Anyway, I highly recommend this gem from the “master of the serpentine sermon” (thanks, Gary). It has greatly lifted this exhausted liberal-centrist seminarian’s spirits. I can’t find a direct link anymore, but you want the 9/10/07 sermon that seems to be available here.

In other news, I watched the VTS commencement ceremony today. Brian McLaren, who I’ve never read but had assumed I would dislike, gave a great address (full disclosure, though: I missed the last few minutes to take a phone call and haven’t had a chance to catch up yet). You can check it out here.

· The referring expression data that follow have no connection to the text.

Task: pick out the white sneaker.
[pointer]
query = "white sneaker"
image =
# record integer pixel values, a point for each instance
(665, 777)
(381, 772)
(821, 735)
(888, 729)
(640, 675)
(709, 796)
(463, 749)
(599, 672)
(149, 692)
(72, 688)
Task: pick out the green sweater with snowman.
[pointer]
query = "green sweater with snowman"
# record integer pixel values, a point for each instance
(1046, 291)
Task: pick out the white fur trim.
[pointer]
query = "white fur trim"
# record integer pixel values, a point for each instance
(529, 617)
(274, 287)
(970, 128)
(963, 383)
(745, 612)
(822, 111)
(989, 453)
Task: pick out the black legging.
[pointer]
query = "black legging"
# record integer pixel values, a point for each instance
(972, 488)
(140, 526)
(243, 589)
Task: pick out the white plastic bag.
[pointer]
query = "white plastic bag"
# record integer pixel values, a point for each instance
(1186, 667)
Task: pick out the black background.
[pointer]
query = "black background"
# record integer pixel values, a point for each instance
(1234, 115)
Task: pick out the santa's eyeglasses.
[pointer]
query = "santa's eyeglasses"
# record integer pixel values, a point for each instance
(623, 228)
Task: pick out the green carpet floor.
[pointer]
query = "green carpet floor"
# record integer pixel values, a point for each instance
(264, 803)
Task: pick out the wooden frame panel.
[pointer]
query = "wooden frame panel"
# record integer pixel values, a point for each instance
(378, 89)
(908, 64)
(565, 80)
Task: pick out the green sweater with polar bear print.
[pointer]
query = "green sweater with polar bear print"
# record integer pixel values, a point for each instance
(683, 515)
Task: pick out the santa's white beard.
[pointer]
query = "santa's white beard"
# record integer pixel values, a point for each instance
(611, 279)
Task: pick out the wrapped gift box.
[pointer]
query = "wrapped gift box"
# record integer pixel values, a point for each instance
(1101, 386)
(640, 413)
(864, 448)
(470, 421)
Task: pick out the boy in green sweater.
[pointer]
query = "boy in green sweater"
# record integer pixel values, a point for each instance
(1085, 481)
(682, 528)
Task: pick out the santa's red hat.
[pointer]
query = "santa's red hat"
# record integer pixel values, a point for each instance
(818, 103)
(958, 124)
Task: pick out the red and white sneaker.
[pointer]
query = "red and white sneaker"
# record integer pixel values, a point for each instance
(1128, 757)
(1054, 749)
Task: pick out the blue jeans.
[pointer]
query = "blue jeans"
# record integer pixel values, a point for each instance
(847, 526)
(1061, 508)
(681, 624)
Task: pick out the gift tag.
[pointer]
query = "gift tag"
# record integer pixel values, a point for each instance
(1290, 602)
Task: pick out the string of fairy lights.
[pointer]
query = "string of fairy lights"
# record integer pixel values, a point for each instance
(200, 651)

Cross-posting: St. Francis Forum

I put an item up at St. Francis Forum that I figured I should post here as well:

I had the opportunity (at Bishop Miller’s suggestion) to preach at St. Andrew’s Episcopal Church in addition to St. Francis House a couple Sundays back. I wanted to post the sermon because I know that some folks who wanted to come couldn’t make it and because I was getting lots of questions about the Harvey Cox book I mentioned (it’s called Common Prayers: Faith, Family, and a Christian’s Journey Through the Jewish Year).

Anyway, if you’re interested, you can find the sermon here.

Non-Secular Programming

First, a Sports Night scene to set the mood:


CASEY: Finish the story.

DAN: The story is, we had a conversation. Seriously. Someone had clearly briefed her on my stuff with the public schools and I told her about my opposition to secular programs that are publicly financed. I really spoke up and she seemed to listen.

CASEY: You mean non-secular.

DAN: What do you mean?

CASEY: You don’t oppose secular programs that are publicly financed. You oppose non-secular programs that are publicly financed.

DAN: Yes.

CASEY: Go on.

DAN: Wait.

CASEY: I’m right.

DAN: Are you sure?

CASEY: Non-secular means bound to religious guidelines. Secular means free of religion.

DAN: (Thinking.) Okay. I’m sure I got it right at breakfast.

CASEY: Fifty-fifty chance.

(DAN is still pondering the odds that he got it right.)

CASEY: So go on.

(A distracted DAN reaches for a change of clothes.)

DAN: I’m gonna go and change my clothes.

CASEY: Okay.

(DAN drops the clothes to the floor.)

DAN: I didn’t get it right.

CASEY: I know.

DAN: I blew it.

CASEY: Yes.

DAN: I mixed up! I inverted the definitions of secular and non-secular!

CASEY: Looks like that might be the case.

DAN: Hilary Clinton thinks I’m an idiot!

CASEY: Either that or a religious bigot.

I wanted to open with a little levity as a heads up about some decidedly non-secular programming. I’ve talked about God and science previously on this blog, but the link below steps things up a theological notch, I think.

I was asked to preach at St. Francis House a couple Sundays back, and I decided that what I came up with was too CSC-ish not to post here. Of course, this blog isn’t publicly financed, and I’m not a religious bigot (in fact, I’ve danced around some wording to avoid confronting a tough passage that one author calls “disturbing [] to our pluralistic ears,” which mine decidedly are), but I nevertheless just wanted to mention the original context of the link below.

Anyway, feel free to have a look if you’re so inclined (here).

Update: The link should be working now. Sorry, I thought I’d thoroughly tested that the place I’d posted it before was publicly accessible, but apparently it wasn’t. Thanks to whoever brought it to my attention.